Is there anything I need to do?
Yes. Please be aware that you may be targeted by phishing emails sent from people impersonating Goldenvoice, Coachella or Stagecoach personnel. Please remember that Goldenvoice, Coachella or Stagecoach will never solicit personal information or account information from you via email. Please exercise caution if you receive any emails or phone calls that ask for such information, or direct you to web sites where you are asked for personal or financial information.
Additionally, consider taking a moment to change any old, reused, or insecure passwords and remember to follow recommended security practices when managing your online accounts.
How do I sign up for identity protection services?
If you received an email/letter noting that you were eligible to receive identity protection services, you may sign up by:
- Visiting GV.allclearid.com and registering online
- Calling 1-855-263-7376
I heard that some people were being offered identity protection services but I didn’t get that offer. Why the difference?
The data accessed for the majority of customers contained information that was determined to carry a low risk profile for identity theft. For individuals where a form of identification was accessed, it was determined that identity protection services are warranted.
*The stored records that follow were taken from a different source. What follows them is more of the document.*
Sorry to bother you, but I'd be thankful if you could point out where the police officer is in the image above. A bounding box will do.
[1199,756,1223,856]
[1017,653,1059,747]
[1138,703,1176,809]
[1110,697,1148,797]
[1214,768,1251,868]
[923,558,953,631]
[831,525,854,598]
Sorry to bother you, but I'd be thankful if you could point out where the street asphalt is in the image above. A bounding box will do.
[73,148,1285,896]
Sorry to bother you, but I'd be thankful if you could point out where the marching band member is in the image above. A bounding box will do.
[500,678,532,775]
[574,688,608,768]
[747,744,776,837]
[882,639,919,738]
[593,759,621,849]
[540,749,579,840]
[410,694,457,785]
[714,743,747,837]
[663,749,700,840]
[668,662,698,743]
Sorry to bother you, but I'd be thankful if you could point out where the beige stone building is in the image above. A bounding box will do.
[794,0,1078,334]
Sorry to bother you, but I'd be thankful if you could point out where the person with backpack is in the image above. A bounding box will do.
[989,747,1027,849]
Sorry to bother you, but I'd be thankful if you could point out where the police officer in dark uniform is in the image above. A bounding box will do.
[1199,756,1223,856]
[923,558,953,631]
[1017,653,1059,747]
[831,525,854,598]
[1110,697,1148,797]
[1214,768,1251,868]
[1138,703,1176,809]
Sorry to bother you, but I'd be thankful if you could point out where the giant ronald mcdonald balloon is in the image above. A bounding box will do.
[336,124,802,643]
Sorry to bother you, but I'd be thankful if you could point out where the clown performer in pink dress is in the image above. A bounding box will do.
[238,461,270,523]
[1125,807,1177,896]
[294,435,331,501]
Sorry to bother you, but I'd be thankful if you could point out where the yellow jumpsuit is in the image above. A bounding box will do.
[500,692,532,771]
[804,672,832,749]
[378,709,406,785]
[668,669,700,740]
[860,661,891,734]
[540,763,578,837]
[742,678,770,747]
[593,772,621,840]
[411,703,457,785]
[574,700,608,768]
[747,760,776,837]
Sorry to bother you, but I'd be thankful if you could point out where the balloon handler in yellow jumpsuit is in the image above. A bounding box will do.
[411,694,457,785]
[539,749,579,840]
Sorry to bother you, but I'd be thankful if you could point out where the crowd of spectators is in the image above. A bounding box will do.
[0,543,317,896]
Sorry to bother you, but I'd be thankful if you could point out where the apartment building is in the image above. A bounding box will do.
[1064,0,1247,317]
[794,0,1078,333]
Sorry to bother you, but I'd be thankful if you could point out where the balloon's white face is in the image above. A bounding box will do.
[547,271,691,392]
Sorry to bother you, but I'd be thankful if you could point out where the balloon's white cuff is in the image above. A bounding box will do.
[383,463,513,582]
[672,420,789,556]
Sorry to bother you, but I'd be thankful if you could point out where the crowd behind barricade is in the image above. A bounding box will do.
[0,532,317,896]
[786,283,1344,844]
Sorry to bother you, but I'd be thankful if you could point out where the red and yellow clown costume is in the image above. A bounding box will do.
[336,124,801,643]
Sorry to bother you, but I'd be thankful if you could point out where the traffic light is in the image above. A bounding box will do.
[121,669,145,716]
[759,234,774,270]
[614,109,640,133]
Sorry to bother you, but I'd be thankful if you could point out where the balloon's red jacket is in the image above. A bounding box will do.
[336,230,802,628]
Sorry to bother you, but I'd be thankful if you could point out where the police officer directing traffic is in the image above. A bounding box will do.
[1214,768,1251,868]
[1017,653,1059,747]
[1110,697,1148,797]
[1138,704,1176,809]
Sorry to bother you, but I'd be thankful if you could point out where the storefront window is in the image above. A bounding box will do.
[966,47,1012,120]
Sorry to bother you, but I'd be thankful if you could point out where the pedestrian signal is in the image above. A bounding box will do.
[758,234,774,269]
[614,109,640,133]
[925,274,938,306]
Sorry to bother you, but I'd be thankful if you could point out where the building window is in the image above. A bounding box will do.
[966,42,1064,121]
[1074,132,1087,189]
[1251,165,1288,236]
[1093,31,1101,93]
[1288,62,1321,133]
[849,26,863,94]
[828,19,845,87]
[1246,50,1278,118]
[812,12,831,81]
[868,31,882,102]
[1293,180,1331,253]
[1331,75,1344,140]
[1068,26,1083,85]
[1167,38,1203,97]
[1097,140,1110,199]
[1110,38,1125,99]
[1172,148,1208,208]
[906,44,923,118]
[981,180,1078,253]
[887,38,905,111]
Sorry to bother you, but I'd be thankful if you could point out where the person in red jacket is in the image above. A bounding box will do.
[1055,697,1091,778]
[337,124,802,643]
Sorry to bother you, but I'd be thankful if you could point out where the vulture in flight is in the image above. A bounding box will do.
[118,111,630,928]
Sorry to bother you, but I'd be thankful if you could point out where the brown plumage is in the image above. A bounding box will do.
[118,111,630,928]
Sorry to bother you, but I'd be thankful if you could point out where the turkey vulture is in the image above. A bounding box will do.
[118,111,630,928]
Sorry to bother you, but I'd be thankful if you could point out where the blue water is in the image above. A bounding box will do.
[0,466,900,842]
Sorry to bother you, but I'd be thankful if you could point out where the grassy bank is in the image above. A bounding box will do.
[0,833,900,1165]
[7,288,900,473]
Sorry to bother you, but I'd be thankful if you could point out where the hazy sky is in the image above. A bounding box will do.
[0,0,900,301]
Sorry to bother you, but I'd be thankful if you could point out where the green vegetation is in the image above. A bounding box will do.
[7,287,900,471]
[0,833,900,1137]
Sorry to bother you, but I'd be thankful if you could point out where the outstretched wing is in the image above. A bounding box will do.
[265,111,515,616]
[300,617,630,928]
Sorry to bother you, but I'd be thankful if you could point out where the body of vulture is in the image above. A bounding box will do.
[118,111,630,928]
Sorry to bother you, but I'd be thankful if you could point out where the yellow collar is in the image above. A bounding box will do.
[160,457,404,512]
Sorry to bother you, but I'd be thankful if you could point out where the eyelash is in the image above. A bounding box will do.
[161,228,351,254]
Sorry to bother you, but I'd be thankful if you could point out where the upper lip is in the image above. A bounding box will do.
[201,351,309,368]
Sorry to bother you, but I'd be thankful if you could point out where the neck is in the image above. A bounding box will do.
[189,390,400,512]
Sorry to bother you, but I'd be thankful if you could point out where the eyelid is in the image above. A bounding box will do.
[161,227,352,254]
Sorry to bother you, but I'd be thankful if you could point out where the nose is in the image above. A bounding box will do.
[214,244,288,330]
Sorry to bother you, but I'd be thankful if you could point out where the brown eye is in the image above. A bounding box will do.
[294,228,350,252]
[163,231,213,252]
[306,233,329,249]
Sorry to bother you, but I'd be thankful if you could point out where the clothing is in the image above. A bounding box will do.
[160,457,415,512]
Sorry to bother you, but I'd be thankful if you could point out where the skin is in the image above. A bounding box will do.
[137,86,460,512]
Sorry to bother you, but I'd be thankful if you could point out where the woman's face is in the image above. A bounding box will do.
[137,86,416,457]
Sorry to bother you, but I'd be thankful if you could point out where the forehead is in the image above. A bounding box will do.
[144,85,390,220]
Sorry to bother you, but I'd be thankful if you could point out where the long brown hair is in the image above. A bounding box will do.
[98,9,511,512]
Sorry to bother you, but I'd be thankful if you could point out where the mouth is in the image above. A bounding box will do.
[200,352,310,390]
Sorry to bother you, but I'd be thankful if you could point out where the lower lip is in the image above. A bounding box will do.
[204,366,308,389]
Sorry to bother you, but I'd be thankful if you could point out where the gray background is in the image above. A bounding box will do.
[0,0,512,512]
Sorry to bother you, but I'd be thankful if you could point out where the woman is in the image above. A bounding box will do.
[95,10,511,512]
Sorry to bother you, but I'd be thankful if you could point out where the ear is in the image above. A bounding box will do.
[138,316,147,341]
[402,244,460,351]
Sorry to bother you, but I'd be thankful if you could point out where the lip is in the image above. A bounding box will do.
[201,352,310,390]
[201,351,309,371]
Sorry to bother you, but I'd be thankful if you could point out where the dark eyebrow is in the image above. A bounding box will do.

Will you cover any extra costs associated with me having to protect my accounts/identity?
For a limited number of customers who may have had their driver’s license or other identification document accessed, we are providing one year of complimentary identity theft protection services through AllClear ID. We are not compensating customers for additional costs.
Am I a victim of identity theft?
We know of no reports of identity theft or other fraud related to this incident. However, if you had an ID in our database, we recommend you take advantage of our offer to receive one year of complimentary identity theft protection services.
Was my Coachella or Stagecoach ticketing account impacted?
Festival ticketing purchase accounts were not affected by this incident; however, festival attendees may want to consider changing any passwords that they have shared with others, as a general precaution.
I have tickets to the 2017 Coachella or Stagecoach festival. Has my ticket purchase information been accessed or is there anything I need to do?
No ticket purchase information for the 2017 festivals has been accessed and there is nothing you need to do in this regard.
Will this incident impact any other Goldenvoice shows or festivals?
No. Other Goldenvoice shows or festivals have not been impacted as a result of this incident.
Was my credit card information stolen?
No. Based on our investigation, no financial information was accessed.
Am I safe to use my payment card to purchase things at the festivals? (e.g. food, beverage, merchandise)
Yes, no payment card information was accessed in this security incident. No shows or festivals in the future have been impacted as a result of this incident.
What should I do if I receive an email from Coachella or Stagecoach asking for my personal information?
Coachella or Stagecoach will never solicit personal information or account information from you via email. Please exercise caution if you receive any emails or phone calls that ask for such information, or direct you to web sites where you are asked for personal or financial information.